The Serum Institute of India, the world's largest producer of vaccines, could boost supplies globally.
"It has signed contracts with the US biotech Novavax to make roughly 1 billion doses of its candidate, which is just about to start a large efficacy trial. And it will supply COVAX with up to 200 million doses of the AstraZeneca-Oxford and Novavax vaccines for low- and middle-income countries," according to the article.
To avert vaccine inequality, the COVID-19 Vaccines Global Access (COVAX) facility has been set up by the World Health Organisation (WHO) and its partners to help purchase and distribute proven vaccines.
But COVAX is strapped for cash and its impact remains to be seen.
"If in the first six months, Western Europe and the United States are the only regions that are vaccinating people, and other parts of the world are not being vaccinated until the end of 2021, then I think we're going to have a very, very tense global situation," infectious disease researcher Jeremy Farrar, who heads the Wellcome Trust research charity, was quoted as saying.

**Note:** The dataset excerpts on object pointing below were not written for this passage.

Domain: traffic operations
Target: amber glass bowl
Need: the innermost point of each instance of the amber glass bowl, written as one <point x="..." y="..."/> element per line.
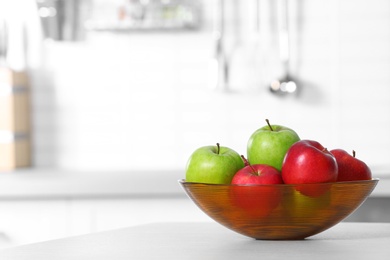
<point x="279" y="212"/>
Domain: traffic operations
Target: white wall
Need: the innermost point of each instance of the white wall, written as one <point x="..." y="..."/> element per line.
<point x="143" y="100"/>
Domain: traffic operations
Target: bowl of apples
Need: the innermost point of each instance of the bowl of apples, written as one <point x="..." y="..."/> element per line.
<point x="302" y="190"/>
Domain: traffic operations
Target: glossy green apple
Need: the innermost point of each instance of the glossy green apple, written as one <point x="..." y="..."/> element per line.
<point x="213" y="164"/>
<point x="269" y="144"/>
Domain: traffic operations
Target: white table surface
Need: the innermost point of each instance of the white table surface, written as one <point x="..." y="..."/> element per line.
<point x="210" y="241"/>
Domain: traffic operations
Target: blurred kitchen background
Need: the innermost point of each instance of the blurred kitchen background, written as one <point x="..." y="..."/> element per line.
<point x="103" y="101"/>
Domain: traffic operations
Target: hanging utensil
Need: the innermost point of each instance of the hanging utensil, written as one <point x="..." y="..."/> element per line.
<point x="286" y="84"/>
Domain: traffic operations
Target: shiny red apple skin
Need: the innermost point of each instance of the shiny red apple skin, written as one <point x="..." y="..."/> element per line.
<point x="307" y="161"/>
<point x="253" y="191"/>
<point x="257" y="174"/>
<point x="349" y="167"/>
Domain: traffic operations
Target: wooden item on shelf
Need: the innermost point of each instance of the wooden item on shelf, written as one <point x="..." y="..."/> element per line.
<point x="15" y="143"/>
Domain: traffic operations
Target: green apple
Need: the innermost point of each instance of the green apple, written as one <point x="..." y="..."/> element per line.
<point x="213" y="164"/>
<point x="269" y="144"/>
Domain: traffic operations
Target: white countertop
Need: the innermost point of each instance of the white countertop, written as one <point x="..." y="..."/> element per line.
<point x="55" y="183"/>
<point x="211" y="241"/>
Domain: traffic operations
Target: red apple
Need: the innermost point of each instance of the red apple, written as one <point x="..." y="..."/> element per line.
<point x="307" y="161"/>
<point x="257" y="174"/>
<point x="349" y="167"/>
<point x="252" y="190"/>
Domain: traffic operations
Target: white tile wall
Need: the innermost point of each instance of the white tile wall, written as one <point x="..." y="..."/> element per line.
<point x="125" y="101"/>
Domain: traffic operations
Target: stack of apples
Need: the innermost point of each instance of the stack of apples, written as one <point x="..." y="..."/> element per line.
<point x="275" y="155"/>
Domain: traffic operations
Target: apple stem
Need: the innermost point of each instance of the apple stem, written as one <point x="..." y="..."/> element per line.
<point x="247" y="163"/>
<point x="269" y="125"/>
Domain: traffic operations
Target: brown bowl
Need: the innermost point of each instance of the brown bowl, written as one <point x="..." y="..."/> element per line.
<point x="282" y="211"/>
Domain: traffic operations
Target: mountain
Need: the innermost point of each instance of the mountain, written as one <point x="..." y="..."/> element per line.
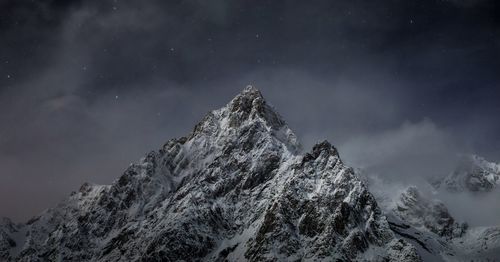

The truth is that current estimates depend on vaccine production running smoothly, and already, Sanofi Pasteur and Novavax have run into manufacturing delays.
"Many factors can trip up a vaccinemaker, including shortages of raw materials, equipment, or glass vials. In 2009, the pandemic flu vaccine was delayed because the influenza virus poorly replicated in eggs".
India has entered a critical stage and an absence of a vaccine for long will only create confusion and further deter millions from taking that elusive shot.